此时他正窝在庄思远书房之中,抱怨着四皇子一系如何得势。“就连京卫营那群老顽固也破天荒地夸了他几句,看他那副得意劲儿,孤心中实在憋气!”说了半晌,旁人毫无反应,太子疑惑地抬头,发现对方竟在发呆,太子立刻怒道:“庄思远!你有没有听见孤说的话!”
“臣听见了!”杨昭忙回道:“臣只是觉得殿下刚才念那几句有些耳熟……”
“哪几句?”太子蹙眉问道。
杨昭假作回忆,犹疑地说道:“以赂秦之地,封天下之谋臣……这一句,臣好像在哪里见过。”

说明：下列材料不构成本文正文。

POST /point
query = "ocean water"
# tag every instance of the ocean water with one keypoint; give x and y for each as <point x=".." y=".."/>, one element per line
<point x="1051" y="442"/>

太子眉头蹙得更紧,夏帝并未将此文昭告天下,读过之人无非数位皇子、诸位阁老与几位军中老将,他想了想道:“莫不是荣国公誊写过?”
杨昭摇头:“殿下容臣好生想想……”
一旁的俆妙君脆声提醒:“世子,奴婢记得小姐那本册子上有类似的文章……”
杨昭拍了拍自己的额头,“对!就是那本册子!”说罢起身在书架上找出一本蓝皮书册,很快翻到写着《六国论》那一页,念道:“悲夫!有如此之势,而为秦人积威之所劫,日削月割,以趋于亡。为国者无使为积威之所劫哉!殿下您看,是这篇么?”
“正是!”太子一把抢过杨昭手中书册,道:“快让孤看看。”
这一看之下,一字一句竟然丝毫不差,太子心神急转,很快便想通其中关窍,抚掌笑道:“孤道四弟为何忽然开窍,原是有旁人捉刀!不知父皇知晓后是否还愿重用他?哈哈哈……”笑过之后,太子又脸色复杂地看向庄思远:“令妹真乃大才,可惜……”
杨昭却道:“殿下,您再仔细看看这一册书文,乃是舍妹过往书写,臣前些日让赵九拓印而来,当日花魁试上臣说的话,殿下可曾记得?”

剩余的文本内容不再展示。